Bridgestone slick options: Front: Soft, Medium & Hard; Rear: Soft, Medium & Hard (Asymmetric)
Bridgestone wet tyre options: Soft (Main), Hard (Alternative)
Movistar Yamaha MotoGP’s Jorge Lorenzo was in complete control during last Sunday’s Czech Republic Grand Prix, the Spaniard winning ahead of Marc Marquez and Valentino Rossi.
The weekend at Brno was characterised by high ambient and track temperatures, with things cooling off slightly on Sunday resulting in a peak track temperature of 42°C during the race. During Qualifying Practice 2 on Saturday, Lorenzo set a new Brno Circuit Best Lap record of 1’54.989 – beating Cal Crutchlow’s old record by half a second.
Q&A with Masao Azuma – Chief Engineer, Bridgestone Motorcycle Tyre Development Department
Many riders mentioned how poor the grip level was at Brno this year, particularly in hot conditions. How did Bridgestone help the riders manage track conditions which at times were quite challenging?
“Brno, along with Sepang, is one of the circuits on the MotoGP calendar where we perhaps notice a greater decrease in track conditions each year compared to other circuits. This year it seems the grip from the tarmac was a bit lower, and there were more bumps in some corners. We revised our tyre allocation at Brno this year to give the riders options that would deal better with the low grip tarmac and the many changes of direction and elevation at this track. Both the medium and hard compound rear slicks for Brno were different to what was offered last year and utilised softer compounds to give riders better cornering performance and drive grip. Also, the hard compound front slick at Brno was different to what was offered last year at this track and provided better cornering performance compared to the previous hard front slick. These new options at Brno made it easier to manage the challenging track conditions, although it took a lot of tyre testing during the practice sessions for each rider to find the tyre combination that worked best for them.”
We’ve seen many lap and overall race records set during races this year, but at Brno neither record was broken. Was this down to the revised tyre allocation you provided this year or some other factors?
“With our new rear tyre allocation we could see that although over one lap the riders could set very quick times – in qualifying the top five riders were under the previous Brno Circuit Best Lap record – over race distance the pace was a little slower. The main reason for this was that compared to last year’s race, track temperatures this year were approximately 15°C higher. As we could see in the practice sessions, the Brno track surface loses even more grip when it gets too warm and although this wasn’t a big issue during qualifying over one flying lap, over long distance this did affect tyre performance. With less grip on offer, the riders said that towards the end of the race they had to work hard to limit the amount of spinning from the rear tyre. So the normal tyre degradation in the final stages of the race combined with the poor grip of the tarmac made it difficult for riders to break the overall race time record. We can certainly say that this year’s Czech Republic Grand Prix experienced the most severe track conditions in the last couple of years in terms of track temperatures and surface grip conditions.”

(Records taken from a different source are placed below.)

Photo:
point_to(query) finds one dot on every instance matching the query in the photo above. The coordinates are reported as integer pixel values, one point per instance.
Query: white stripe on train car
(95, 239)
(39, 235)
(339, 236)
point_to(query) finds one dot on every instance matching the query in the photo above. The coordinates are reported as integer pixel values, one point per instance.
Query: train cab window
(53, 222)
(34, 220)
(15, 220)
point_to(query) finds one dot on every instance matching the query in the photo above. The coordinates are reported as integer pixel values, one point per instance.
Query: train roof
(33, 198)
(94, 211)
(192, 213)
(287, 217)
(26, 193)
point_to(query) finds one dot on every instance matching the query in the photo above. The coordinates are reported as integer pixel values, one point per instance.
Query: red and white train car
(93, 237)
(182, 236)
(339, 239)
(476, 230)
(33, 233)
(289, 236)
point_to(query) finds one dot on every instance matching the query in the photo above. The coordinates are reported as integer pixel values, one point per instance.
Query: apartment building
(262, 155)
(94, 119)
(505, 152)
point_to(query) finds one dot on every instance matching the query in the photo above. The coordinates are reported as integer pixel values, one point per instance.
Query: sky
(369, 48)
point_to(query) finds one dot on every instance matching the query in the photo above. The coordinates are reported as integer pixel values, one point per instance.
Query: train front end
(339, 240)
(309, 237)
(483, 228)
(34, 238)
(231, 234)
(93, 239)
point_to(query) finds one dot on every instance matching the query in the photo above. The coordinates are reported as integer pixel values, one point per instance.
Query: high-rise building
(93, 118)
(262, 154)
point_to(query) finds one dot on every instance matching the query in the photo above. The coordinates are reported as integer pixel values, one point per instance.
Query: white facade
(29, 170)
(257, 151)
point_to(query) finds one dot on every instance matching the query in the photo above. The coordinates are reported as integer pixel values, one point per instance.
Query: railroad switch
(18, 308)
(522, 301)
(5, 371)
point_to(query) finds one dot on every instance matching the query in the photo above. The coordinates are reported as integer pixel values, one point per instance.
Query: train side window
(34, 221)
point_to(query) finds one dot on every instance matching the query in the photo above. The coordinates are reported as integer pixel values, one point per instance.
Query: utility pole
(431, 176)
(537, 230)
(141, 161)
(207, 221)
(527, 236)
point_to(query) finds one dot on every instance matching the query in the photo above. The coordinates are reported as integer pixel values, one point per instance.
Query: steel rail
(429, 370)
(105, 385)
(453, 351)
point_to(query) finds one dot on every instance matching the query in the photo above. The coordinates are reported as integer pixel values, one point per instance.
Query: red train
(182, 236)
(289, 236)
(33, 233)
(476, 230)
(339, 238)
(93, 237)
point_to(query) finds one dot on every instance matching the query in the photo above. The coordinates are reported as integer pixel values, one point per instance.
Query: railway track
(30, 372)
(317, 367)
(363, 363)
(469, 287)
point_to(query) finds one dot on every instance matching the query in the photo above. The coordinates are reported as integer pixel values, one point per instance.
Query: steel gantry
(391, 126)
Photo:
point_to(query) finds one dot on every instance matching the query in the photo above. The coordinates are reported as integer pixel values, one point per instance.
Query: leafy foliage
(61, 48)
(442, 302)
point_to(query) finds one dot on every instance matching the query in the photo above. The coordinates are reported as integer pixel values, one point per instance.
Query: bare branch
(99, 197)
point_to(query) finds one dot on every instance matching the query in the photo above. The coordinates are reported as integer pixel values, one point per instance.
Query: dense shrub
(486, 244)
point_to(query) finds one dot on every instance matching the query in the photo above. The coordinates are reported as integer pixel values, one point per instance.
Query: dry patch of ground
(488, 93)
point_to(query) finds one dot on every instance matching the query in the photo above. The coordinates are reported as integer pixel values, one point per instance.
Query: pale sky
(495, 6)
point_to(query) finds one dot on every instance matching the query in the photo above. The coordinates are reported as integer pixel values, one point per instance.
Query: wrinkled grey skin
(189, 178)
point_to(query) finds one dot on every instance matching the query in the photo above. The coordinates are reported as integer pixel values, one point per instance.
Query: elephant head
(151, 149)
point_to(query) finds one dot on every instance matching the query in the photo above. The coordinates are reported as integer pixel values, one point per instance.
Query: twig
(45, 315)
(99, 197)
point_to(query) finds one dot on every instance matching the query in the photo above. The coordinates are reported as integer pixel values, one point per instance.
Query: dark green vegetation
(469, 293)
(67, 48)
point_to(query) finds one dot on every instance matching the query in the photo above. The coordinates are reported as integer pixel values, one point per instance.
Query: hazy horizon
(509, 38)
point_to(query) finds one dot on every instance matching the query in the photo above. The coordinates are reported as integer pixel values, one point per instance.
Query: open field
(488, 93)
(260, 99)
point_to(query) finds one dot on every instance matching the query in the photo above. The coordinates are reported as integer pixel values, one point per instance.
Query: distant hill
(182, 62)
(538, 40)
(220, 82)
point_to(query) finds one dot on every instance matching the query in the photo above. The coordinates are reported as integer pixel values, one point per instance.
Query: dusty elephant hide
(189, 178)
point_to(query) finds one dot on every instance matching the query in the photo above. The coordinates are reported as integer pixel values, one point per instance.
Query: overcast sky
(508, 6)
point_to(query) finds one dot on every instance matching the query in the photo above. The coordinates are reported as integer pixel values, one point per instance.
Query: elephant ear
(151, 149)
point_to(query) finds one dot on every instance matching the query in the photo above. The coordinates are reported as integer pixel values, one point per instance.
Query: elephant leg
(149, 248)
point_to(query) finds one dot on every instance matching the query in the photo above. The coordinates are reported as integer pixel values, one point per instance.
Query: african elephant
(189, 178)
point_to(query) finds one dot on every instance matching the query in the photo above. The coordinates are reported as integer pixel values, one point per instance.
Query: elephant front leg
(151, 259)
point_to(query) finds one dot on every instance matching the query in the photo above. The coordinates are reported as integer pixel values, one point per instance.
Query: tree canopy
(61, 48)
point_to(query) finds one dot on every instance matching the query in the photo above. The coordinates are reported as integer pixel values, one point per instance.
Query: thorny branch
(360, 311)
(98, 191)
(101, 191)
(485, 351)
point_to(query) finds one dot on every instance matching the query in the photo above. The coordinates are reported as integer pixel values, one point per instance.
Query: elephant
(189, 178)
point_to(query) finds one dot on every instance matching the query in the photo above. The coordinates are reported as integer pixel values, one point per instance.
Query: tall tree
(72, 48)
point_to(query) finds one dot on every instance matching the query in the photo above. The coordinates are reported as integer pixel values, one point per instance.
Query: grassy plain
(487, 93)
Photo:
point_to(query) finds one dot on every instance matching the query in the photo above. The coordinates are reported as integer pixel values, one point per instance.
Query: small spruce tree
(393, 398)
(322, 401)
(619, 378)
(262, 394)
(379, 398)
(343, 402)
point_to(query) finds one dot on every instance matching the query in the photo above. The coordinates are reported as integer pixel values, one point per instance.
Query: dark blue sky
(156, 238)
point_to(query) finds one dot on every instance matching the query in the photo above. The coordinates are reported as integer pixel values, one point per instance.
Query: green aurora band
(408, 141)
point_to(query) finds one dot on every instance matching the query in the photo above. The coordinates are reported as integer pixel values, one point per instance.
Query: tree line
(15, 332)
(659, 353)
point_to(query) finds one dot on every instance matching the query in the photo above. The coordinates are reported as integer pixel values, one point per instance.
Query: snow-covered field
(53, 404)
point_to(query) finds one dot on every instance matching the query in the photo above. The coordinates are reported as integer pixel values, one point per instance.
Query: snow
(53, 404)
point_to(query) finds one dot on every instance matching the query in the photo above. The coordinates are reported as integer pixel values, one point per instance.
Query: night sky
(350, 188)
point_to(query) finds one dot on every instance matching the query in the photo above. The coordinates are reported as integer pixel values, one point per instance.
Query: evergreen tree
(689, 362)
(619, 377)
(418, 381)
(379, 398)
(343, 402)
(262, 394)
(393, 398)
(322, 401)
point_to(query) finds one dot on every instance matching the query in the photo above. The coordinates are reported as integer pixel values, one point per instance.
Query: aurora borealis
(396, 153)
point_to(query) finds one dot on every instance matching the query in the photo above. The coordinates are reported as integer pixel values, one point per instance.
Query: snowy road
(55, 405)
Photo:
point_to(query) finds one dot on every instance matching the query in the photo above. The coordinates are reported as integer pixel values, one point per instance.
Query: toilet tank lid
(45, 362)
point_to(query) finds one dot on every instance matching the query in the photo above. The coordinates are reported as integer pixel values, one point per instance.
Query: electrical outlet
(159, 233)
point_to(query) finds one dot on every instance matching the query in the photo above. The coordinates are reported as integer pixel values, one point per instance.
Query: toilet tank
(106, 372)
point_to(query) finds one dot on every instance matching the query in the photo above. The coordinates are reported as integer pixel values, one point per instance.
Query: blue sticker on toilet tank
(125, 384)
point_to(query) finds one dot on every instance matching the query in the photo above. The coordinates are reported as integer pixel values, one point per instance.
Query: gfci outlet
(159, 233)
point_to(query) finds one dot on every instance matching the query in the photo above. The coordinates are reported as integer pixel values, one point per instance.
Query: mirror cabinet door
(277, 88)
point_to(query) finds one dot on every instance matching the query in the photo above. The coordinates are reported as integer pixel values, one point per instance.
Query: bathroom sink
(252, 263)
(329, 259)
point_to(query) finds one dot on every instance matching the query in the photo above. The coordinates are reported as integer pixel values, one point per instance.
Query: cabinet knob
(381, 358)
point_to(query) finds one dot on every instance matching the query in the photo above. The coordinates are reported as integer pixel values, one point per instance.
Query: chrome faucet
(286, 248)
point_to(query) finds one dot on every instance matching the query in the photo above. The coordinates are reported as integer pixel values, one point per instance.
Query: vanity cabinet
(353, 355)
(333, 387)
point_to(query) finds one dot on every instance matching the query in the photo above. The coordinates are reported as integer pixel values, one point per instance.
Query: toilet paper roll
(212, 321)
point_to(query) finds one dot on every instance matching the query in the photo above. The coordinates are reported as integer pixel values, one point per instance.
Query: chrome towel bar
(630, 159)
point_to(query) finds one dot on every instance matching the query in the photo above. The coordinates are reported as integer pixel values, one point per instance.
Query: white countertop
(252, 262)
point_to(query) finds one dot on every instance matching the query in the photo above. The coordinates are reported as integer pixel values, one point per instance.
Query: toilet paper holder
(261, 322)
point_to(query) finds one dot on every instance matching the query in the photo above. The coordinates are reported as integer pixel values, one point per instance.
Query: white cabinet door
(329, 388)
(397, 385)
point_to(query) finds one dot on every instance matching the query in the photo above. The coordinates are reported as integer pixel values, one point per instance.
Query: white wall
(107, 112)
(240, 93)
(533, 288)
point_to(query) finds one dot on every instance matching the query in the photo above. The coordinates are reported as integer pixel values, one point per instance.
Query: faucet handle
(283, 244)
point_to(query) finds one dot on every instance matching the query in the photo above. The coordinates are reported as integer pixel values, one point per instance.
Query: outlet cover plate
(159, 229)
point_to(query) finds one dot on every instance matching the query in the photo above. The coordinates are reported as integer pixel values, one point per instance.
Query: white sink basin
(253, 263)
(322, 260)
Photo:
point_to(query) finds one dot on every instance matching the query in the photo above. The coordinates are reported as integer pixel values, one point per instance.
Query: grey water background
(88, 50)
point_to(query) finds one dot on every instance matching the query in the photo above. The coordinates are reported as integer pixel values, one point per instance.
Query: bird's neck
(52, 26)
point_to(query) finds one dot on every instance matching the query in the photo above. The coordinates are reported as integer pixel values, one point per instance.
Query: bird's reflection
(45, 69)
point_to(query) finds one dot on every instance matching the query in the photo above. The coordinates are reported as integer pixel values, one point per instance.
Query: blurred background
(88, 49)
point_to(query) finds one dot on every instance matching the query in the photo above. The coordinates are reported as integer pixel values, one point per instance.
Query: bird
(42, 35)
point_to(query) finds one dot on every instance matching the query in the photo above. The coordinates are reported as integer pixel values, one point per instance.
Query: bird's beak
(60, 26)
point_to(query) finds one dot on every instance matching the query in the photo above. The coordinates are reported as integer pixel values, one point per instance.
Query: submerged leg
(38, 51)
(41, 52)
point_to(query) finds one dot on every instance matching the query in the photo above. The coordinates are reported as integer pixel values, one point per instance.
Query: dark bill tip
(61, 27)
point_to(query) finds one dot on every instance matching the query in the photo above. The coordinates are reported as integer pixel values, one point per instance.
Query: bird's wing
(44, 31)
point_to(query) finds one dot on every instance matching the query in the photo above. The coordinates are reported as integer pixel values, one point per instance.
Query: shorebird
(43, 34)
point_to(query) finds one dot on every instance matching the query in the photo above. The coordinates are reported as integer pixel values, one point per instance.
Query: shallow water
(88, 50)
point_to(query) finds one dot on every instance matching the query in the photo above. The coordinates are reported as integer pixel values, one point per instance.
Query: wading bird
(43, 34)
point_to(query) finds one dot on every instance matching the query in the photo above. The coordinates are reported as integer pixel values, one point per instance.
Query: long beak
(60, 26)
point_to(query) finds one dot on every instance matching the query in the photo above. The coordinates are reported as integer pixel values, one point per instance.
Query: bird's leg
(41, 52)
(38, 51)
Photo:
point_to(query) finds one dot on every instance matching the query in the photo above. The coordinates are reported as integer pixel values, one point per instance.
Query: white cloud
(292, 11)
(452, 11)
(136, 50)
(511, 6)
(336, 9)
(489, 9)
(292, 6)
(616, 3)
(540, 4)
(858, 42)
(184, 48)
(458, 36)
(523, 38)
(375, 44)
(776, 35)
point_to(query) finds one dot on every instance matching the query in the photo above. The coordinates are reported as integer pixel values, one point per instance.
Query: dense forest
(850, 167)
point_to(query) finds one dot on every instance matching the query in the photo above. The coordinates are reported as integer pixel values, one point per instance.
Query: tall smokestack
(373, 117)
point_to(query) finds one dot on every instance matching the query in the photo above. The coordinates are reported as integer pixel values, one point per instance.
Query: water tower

Given that the Brno tarmac was in a worse condition this year, how was it possible that the riders were so quick in qualifying?
“As the medium compound rear slick was softer in composition than the medium rear offered at Brno last year, it had the potential to be quicker over a single lap. If you compare track temperatures between last year’s race and this year, the difference was around 15°C but the difference in track temperature for QP2 was less, only five degrees more. Also, with less laps to ride in qualifying, there is less chance to overheat the rear tyre through prolonged spinning so that is why Jorge could cut half a second off the lap record and four other riders could set times quicker than the record, despite the lower grip level this year.”